US oil output set for sharp decline

General discussions of the systemic, societal and civilisational effects of depletion.

Re: US oil output set for sharp decline

Unread postby rockdoc123 » Tue 16 May 2017, 09:54:18

What I'm not really sure is how the finance work behind LTO. I assume operators contract bonds, which have a maturity date and an interest payment. When I try to estimate the gross product of an average well, considering it produce ultimately 200k bbls on average, you end up with $8 millions per well (considering a price of $40 per barrel). When I try to figure out what the costs are (drilling and fracking costs, interest of the bonds, lifting costs), I don't see fat profits here.

But they probably know what they do. I'm just not really sure.


Generally speaking the investments made by companies into unconventional are funded either by equity raised through issuing additional stock or through loans provided by banks. Those loans can take several forms which will have different rates attached. Mezzanine rates often apply to companies that don't have a lot of assets and are quite small and they usually have the highest rates. Preferred rate loans are available to companies who collaterize their holdings and have a high enough EBITDA that they have no problems carrying the loan requested. As an example CHK has substantial holdings (reserves and land) and traditionally have had no problem with carrying charges related to $20 billion in debt (probably annual payments of ~$130 MM or so compared to their $10 billion EBITDA before the price crash).

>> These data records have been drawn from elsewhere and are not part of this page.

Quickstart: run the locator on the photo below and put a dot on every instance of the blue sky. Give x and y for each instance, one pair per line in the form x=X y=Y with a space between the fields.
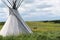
x=35 y=10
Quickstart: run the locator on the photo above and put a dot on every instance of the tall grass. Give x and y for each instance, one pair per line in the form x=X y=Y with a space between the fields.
x=41 y=31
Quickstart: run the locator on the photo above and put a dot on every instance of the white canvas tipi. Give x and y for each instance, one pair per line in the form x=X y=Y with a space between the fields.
x=14 y=24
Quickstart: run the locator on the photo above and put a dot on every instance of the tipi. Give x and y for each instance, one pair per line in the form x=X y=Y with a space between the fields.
x=14 y=24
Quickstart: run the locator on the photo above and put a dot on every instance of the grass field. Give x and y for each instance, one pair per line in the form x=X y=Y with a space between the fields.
x=41 y=31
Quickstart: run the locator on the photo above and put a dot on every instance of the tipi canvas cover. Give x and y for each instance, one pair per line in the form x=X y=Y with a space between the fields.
x=14 y=24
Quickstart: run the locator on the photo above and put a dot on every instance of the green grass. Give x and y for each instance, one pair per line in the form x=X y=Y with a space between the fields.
x=41 y=31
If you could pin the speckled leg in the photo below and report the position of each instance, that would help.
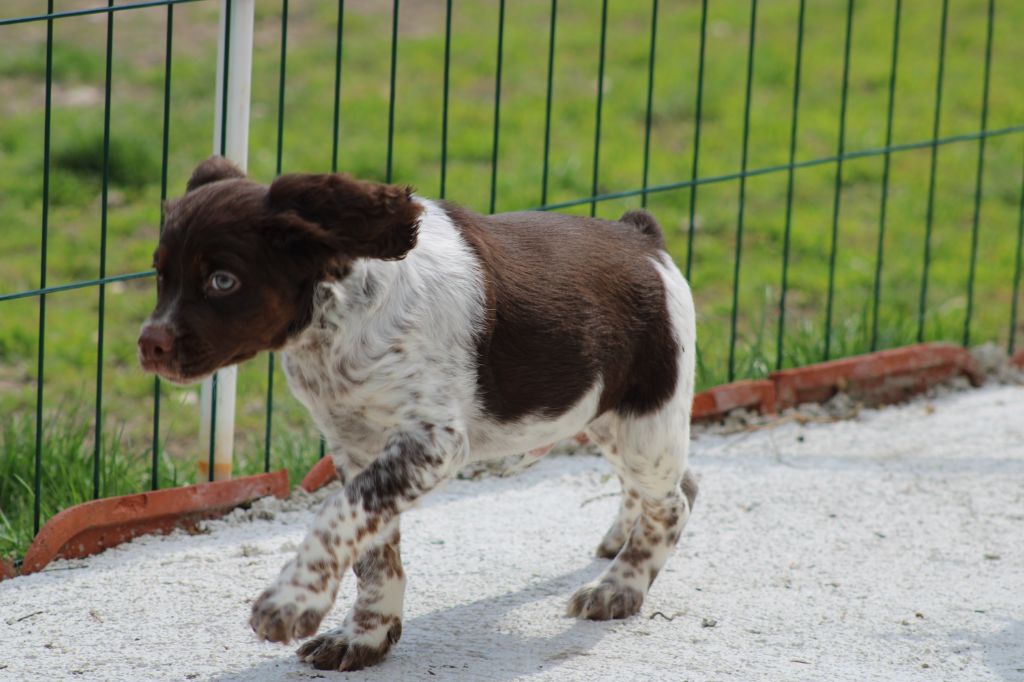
(651, 458)
(357, 519)
(629, 512)
(374, 623)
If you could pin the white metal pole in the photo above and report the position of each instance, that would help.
(238, 15)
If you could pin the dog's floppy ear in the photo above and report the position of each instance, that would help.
(349, 216)
(213, 169)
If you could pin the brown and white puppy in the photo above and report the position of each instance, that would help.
(422, 336)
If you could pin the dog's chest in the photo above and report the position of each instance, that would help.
(354, 398)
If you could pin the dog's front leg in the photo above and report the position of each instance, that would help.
(361, 517)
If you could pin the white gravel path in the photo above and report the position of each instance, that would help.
(890, 547)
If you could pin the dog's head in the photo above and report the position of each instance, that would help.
(239, 262)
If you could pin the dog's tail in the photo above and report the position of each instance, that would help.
(646, 223)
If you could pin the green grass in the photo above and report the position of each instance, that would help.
(135, 168)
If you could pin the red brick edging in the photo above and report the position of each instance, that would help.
(92, 526)
(886, 376)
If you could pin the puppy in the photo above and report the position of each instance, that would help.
(422, 336)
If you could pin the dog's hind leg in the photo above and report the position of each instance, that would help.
(652, 452)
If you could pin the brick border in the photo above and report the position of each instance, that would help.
(879, 378)
(320, 475)
(92, 526)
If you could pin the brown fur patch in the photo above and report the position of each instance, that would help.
(569, 299)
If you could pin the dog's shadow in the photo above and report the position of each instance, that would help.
(471, 640)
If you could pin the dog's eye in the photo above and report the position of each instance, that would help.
(222, 283)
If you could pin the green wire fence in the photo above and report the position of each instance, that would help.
(679, 108)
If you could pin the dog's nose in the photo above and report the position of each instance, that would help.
(156, 343)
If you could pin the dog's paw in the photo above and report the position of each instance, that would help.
(286, 612)
(605, 599)
(347, 648)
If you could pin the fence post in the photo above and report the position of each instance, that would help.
(230, 139)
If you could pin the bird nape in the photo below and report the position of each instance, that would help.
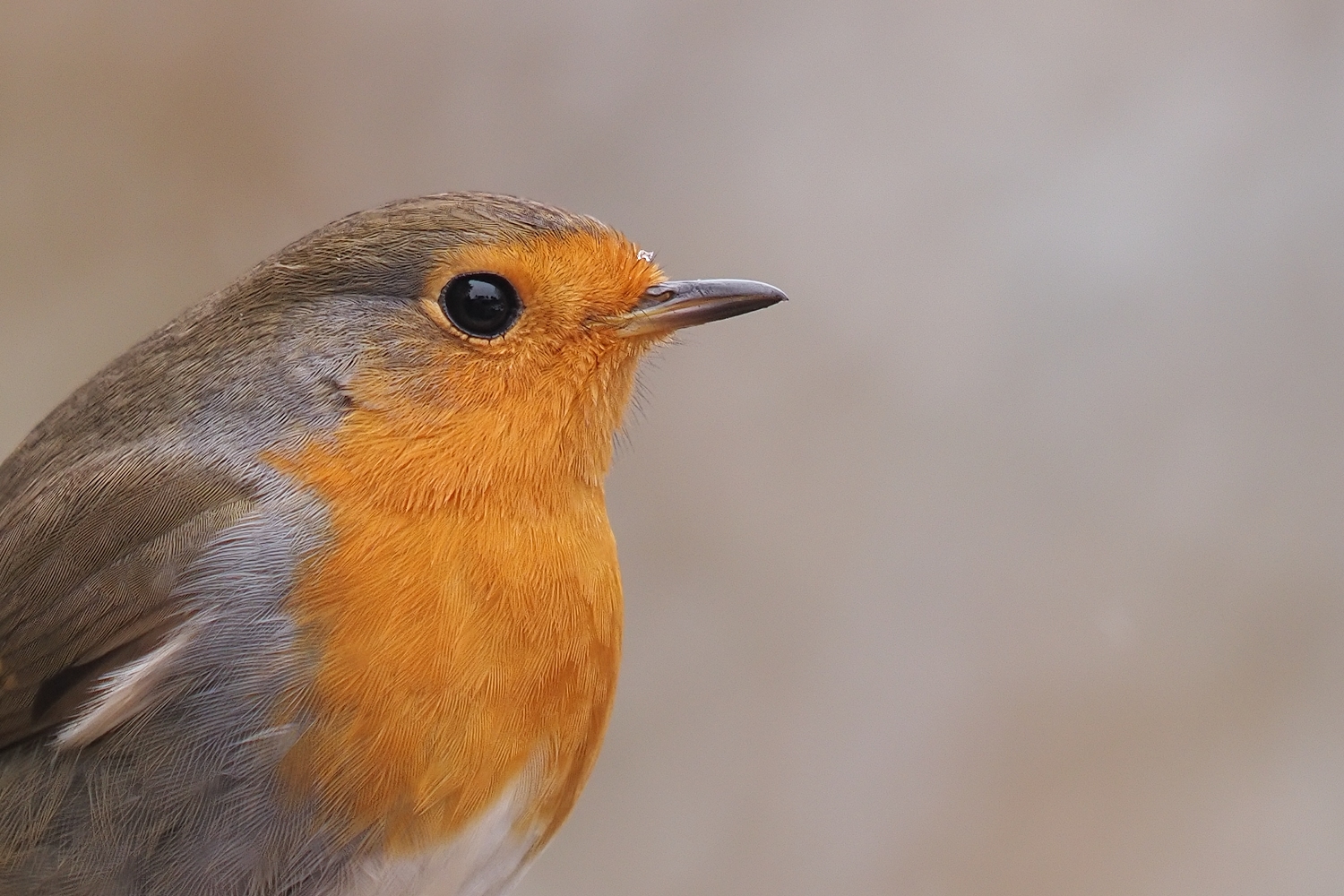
(314, 592)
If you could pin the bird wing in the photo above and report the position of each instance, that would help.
(89, 559)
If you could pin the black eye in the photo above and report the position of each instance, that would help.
(481, 306)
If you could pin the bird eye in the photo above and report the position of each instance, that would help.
(481, 306)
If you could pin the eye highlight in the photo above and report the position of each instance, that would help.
(480, 306)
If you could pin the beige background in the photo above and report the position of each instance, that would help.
(1004, 559)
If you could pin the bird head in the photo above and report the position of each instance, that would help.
(497, 339)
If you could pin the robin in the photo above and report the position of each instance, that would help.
(314, 591)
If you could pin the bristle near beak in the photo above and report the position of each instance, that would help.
(676, 304)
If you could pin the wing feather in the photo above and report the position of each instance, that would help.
(89, 559)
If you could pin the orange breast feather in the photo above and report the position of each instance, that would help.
(461, 635)
(468, 613)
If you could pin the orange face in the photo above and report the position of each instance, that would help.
(468, 613)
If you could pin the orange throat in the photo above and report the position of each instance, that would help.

There isn't any one answer to how profitable LTO is simply because each play is different and within each play there are better producing areas than elsewhere and also each company is in a different position in terms of whether they are producing lots of wells at predictable long term rates or whether they are a startup trying to drill new wells and bring them on production. The term break even cost refers to an all in measure of what it takes price wise to justify full exploration and development of a barrel of oil. It is an average measure over a given play (generally as used by the banks although some companies will calculate it based on their own holdings) so if the current price is higher than the average breakeven price for a given play you can imagine that "on average" those involved in the play are in the positive NPV space. Of course some companies won't be and others will have done much better due to all of the above reasons. To really understand this properly you need to go to the SEC filings for public companies chasing unconventionals. There is a bit of detective work involved but generally it is easy enough to tell if they are turning a profit based on just production alone (you need to ignore one time write downs, asset sales etc).